TensorRT-LLM Deployment

Note

Please read the TensorRT-LLM checkpoint workflow first before going through this section.

ModelOpt toolkit supports automatic conversion of ModelOpt exported LLM to the TensorRT-LLM checkpoint and the engines for accelerated inferencing.

This conversion is achieved by:

  1. Converting Huggingface, NeMo and ModelOpt exported checkpoints to the TensorRT-LLM checkpoint.

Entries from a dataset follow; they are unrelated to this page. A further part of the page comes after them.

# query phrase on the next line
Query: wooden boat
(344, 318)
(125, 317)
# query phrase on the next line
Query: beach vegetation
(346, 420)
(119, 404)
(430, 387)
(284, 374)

  2. Building TensorRT-LLM engine from the TensorRT-LLM checkpoint.

Export Quantized Model

After the model is quantized, the quantized model can be exported to the TensorRT-LLM checkpoint format stored as

  1. A single JSON file recording the model structure and metadata (config.json)

  2. A group of safetensors files, each recording the local calibrated model on a single GPU rank (model weights, scaling factors per GPU).

The export API (export_tensorrt_llm_checkpoint) can be used as follows:

from modelopt.torch.export import export_tensorrt_llm_checkpoint

with torch.inference_mode():
    export_tensorrt_llm_checkpoint(
        model,  # The quantized model.
        decoder_type,  # The type of the model as str, e.g gpt, gptj, llama.
        dtype,  # the weights data type to export the unquantized layers.
        export_dir,  # The directory where the exported files will be stored.
        inference_tensor_parallel,  # The number of GPUs used in the inference time for tensor parallelism.
        inference_pipeline_parallel,  # The number of GPUs used in the inference time for pipeline parallelism.
    )

If the export_tensorrt_llm_checkpoint call is successful, the TensorRT-LLM checkpoint will be saved. Otherwise, e.g. the decoder_type is not supported, a torch state_dict checkpoint will be saved instead.

Model support matrix for the TensorRT-LLM checkpoint export

Model / Quantization

FP16 / BF16

FP8

INT8_SQ

INT4_AWQ

GPT2

Yes

Yes

Yes

No

GPTJ

Yes

Yes

Yes

Yes

LLAMA 2

Yes

Yes

Yes

Yes

LLAMA 3

Yes

Yes

No

Yes

Mistral

Yes

Yes

Yes

Yes

Mixtral 8x7B

Yes

Yes

No

Yes

Falcon 40B, 180B

Yes

Yes

Yes

Yes

Falcon 7B

Yes

Yes

Yes

No

MPT 7B, 30B

Yes

Yes

Yes

Yes

Baichuan 1, 2

Yes

Yes

Yes

Yes

ChatGLM2, 3 6B

Yes

No

No

Yes

Bloom

Yes

Yes

Yes

Yes

Phi-1, 2, 3

Yes

Yes

Yes

Yes

Nemotron 8

Yes

Yes

No

Yes

Gemma 2B, 7B

Yes

Yes

No

Yes

Recurrent Gemma

Yes

Yes

Yes

Yes

StarCoder 2

Yes

Yes

Yes

Yes

Qwen-1, 1.5

Yes

Yes

Yes

Yes

Convert to TensorRT-LLM

Once the TensorRT-LLM checkpoint is available, please follow the TensorRT-LLM build API to build and deploy the quantized LLM.